All in The Name of Love and Creativity

The other day I had to do research on bullwhips and what it was like to be whipped. I came across a Utube video where a young guy was tied to a tree, and his friend was whipping him countless times. To be honest, it hurt my heart watching it. However, the guy didn’t cry out or display any painful emotions, which made it tolerable to watch. Afterwards, they showed what his back looked like, and counted more than twenty lashing marks.

I was surprised when I came across the video because why would anybody want to inflict pain onto themselves? When I think about that, the thought of cage fighting follows. Why would somebody want to beat the crap out of another person just for the fun of it?

I don’t understand it.

A good friend of mine from junior high had told me a year ago that he does cage fights (he lives in Arizona). When I asked him why, he told me to prove to himself he can. I think it’s an ego thing really. Nevertheless, though, it still hurts my heart to even think about it. I try not to judge why people do things, but to hurt somebody for the sake of hurting them, for ego reasons, for status, popularity, approval, or whatever, bothers me. I feel the same way about boxing. I know a lot of people like it and think it’s cool, but personally, I think it’s barbaric. I mean, if people want to do it, that’s their choice. So be it. It’s their life. It’s not like they’re doing something illegal. They’re only hurting themselves, and the other willing party in the ring. Their actions have no bearings on my life whatsoever. Just because it hurts my heart doesn’t give me the right to point a harsh finger at them and call them animals. They’re probably nice guys. I don’t know, but I’m not going to watch it, or be a part of their world because that’s not the type of world I want to experience. My junior high friend is a very nice guy.
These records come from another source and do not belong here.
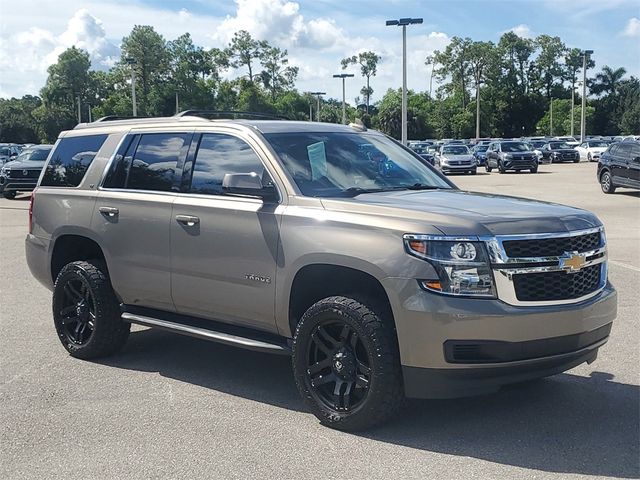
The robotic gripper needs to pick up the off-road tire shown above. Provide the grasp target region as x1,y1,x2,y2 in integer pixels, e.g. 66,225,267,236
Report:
52,260,131,359
600,170,616,193
292,296,404,431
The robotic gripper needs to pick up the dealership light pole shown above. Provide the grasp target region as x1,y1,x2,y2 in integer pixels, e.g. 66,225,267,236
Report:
580,50,593,143
333,73,353,124
309,92,327,122
386,18,422,145
124,57,138,117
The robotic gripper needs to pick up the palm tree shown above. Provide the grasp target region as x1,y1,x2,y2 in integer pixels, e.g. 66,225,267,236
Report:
591,65,627,96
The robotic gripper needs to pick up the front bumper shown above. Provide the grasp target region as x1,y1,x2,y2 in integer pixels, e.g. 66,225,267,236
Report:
440,163,478,173
0,175,38,194
384,278,617,398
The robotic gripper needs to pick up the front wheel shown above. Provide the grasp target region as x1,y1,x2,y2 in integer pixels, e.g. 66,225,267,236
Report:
53,260,131,359
292,296,404,431
600,170,616,193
However, if I was still in Arizona, I certainly wouldn’t be going to one of his cage fighting events.

When I had finished watching the Utube video, I continued the research because the guy never mentioned how it felt like to be whipped. For the chapter I was writing, I had to know what it actually felt like so I could put as much realism into it as possible. I came across an article about a guy who was publicly flogged because he was drinking in public. The guy explained exactly how it had felt like, and to his credit, he gritted his teeth and didn’t give the Iranians the satisfaction of screaming out. To have the willpower and the presence of mind to exercise such self control is admirable. At least, in my book it is.
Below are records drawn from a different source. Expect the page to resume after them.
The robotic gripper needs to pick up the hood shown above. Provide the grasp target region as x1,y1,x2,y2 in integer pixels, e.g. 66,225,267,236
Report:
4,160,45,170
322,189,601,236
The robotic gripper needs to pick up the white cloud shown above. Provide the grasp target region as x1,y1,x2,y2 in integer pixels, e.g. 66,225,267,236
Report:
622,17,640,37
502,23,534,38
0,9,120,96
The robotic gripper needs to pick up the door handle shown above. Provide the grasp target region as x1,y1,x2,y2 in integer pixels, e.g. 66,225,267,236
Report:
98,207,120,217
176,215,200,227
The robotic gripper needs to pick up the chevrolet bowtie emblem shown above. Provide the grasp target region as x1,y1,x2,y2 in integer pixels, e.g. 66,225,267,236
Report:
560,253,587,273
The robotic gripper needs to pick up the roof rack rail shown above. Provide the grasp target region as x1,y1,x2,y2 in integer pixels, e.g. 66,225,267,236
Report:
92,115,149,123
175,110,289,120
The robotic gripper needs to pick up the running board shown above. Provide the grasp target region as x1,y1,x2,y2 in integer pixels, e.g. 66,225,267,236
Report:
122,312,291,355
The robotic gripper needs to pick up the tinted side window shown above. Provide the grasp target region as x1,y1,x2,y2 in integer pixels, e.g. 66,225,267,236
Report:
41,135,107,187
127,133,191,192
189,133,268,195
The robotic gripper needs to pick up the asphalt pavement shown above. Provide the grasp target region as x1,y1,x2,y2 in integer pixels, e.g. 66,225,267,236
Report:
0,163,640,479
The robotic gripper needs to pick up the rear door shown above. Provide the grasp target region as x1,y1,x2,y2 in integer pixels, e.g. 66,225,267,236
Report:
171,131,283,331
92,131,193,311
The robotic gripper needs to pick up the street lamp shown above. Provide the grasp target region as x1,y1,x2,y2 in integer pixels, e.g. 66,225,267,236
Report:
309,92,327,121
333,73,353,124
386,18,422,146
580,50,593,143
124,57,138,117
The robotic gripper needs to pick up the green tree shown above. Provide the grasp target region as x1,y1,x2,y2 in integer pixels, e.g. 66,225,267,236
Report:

After I read his experience, I was able to write my chapter. I had never written a chapter like that before and really had to stretch myself. But that’s good because the cool thing about being a writer is, you ALWAYS continue to grow. It’s not like you hit a certain level, and that’s it. Even Stephen King had said he still has a lot to learn. So yeah, writing that chapter was a new experience for me. But I enjoyed writing it and how it turned out. I wasn’t sure if my critique partner would like it, but she actually loved it. She told me it was a great chapter. So doing my research on bullwhips and flogging not only taught me something new, it also helped me add more zest to my story. And even though I could have gone my whole life without knowing what it was like to be brutally whipped, I now have an idea and understanding about it, thanks to the chapter I had to write. And whether I like it or not, that’s just one more piece of knowledge I can slip into my repository.

Ah, such tragedy and brutality I must encompass and allow into the shelter part of my mind so I can add brilliant colors to the pages of my story–all in the name of my love for creativity and my story.

I’m not trying to be a martyr or a drama queen. No. Really I’m not. :)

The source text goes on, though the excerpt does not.